It is also important to compare experimental results when a coiled sensing fiber or a sensing fiber with a length of 2.5 m simply placed on the table is perturbed by the speakers. For the coiled sensing fiber, the speech recognition quality curve is shown in
Figure 12 in red. It is more rugged compared with the one obtained with PZT disturbance, which is probably due to the peculiarities of sound wave propagation from the speakers along the sensing fiber. However, for the Whisper NN, a cut-off recognition frequency is about 10 kHz. At an ADC sampling frequency of 25 kHz, there is a sharp deterioration of the recognition quality, perhaps because of some random ambient acoustic noise increasing during this experiment. However, for higher sampling frequencies, the quality of recognition is better, and the percentage of words recognized reaches 72.2% (the Levenshtein distance is 104). At a sampling frequency of 40 kHz, the recognition quality decreases again. This characterizes the microphone with a coiled sensing element as unstable over time, probably because of its high sensitivity to both wanted (speech) and unwanted (acoustic noise) disturbances.

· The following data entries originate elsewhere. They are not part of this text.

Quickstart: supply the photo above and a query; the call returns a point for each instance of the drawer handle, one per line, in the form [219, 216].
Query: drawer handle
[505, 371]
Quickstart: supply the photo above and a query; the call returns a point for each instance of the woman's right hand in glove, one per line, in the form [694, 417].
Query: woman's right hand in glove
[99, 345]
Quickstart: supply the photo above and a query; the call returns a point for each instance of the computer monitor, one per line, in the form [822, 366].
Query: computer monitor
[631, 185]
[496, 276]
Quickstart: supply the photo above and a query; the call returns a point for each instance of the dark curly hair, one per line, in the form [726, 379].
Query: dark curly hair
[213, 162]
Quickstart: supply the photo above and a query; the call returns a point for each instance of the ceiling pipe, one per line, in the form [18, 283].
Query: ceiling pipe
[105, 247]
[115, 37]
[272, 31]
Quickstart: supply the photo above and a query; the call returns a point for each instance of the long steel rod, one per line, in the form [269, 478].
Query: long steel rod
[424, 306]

As per the setup with a sensing element glued to a metal plate (the curve is shown in purple in
Figure 12), for some sampling frequencies, the recognition quality also drops sharply. However, in general, the quality of speech recognition increases with the sampling frequency. Such a sensing fiber configuration allows speech recording and recognition at frequencies lower than 10 kHz, better than the others, except for the sensing fiber with wFBGs. When comparing the three dependencies obtained with the Whisper NN for a coiled sensing fiber, a sensing fiber placed simply on the table (yellow curve), and a sensing fiber glued to a metal plate, one can see that at a sampling frequency of about 5 kHz, the best result is obtained with a sensing fiber glued to a metal plate. However, when the sampling frequency is greater than 10 kHz, the quality of speech recognition using a coiled sensing fiber becomes higher than the other two configurations. Thus, for a pulse repetition rate of more than 10 kHz, increasing sensitivity using a metal plate becomes unsuitable since, in this case, the result is the worst: the speech recognition quality is less than 66.3% (the Levenshtein distance is 102).
The results demonstrate that it is fundamentally possible to recognize speech recorded by a fiber microphone based on φ-OTDR with a pulse repetition rate of frep > 10 kHz with an accuracy of more than 50%, even when a linear sensing fiber is simply placed on a table. If there is an issue of increasing the quality of speech recognition without increasing the pulse repetition rate, a coiled fiber can be used, which can increase the system’s sensitivity and, in practice, be easily implemented in the case of short-length paths. The best recognition quality, when a real acoustic disturbance is applied to the fiber by the speakers, is obtained when a sensing fiber with wFBGs is used. The results obtained with a wFBG sensing fiber and those obtained when a hollow PZT cylinder with a sensing fiber was used are interesting to compare in two spectral ranges and using two recognition methods. For the Whisper NN, the cut-off recognition frequency with the PZT actuator is 5 kHz, and in a frequency range less than 10 kHz, the speech recognition quality in a scheme with the sensing fiber wound around the PZT is the best. At the same time, for a sensing fiber with wFBGs, the cut-off recognition frequency is 10 kHz, and when fD = 3 kHz and fD = 5 kHz, few words are recognized by the Whisper NN, so the percentage of recognition is 30%, and the Levenshtein distance is more than 200. Thus, when the fiber is perturbed by the speakers, wFBGs make it possible to ensure the best recognition quality and stable operation of the fiber microphone. At a lower pulse repetition rate, recognition quality significantly depends on the recognition algorithm. As seen in the experimental results, it is clear that the Yandex Speechkit recognizes almost 70% of words at fD = 5 kHz, while the Whisper NN recognizes less than 30%.
An important result is that the speech recognition quality increases with the pulse repetition rate, which limits the spectrum that can be recorded. A low pulse repetition rate results in a loss of high-frequency components. High frequencies in human speech are important, as they carry meaning. They are not only used to express emotions and intonation but also to help distinguish sounds and words in a speech, give brightness and clarity to the voice, and improve speech intelligibility in noisy environments. Therefore, even using effective neural network algorithms, recognition quality above 75% is ensured only at high pulse repetition rates. However, this limits the maximum length of the sensing fiber. Thus, it is necessary to find a compromise between the available sensing fiber length and the desired quality of speech recognition, which depends on the task specification to be solved. For example, when increasing the pulse repetition rate, only a shorter sensing fiber length is possible, which allows for obtaining a higher quality of speech recognition within the observed area. This might be preferable when it is necessary to clearly capture all commands with an error of less than a few words, for example, for voice control systems within a limited area of one apartment, office, etc. When one needs to increase the length of the sensor, only a lower recognition quality can be obtained, but this allows, for example, serving more users simultaneously without increasing equipment costs. In this case, one can recognize only the keywords of the conversation, which, for example, will mark that at a specific coordinate along the sensor, there is a request for some service, and subsequently, the command can be clarified when contacting again.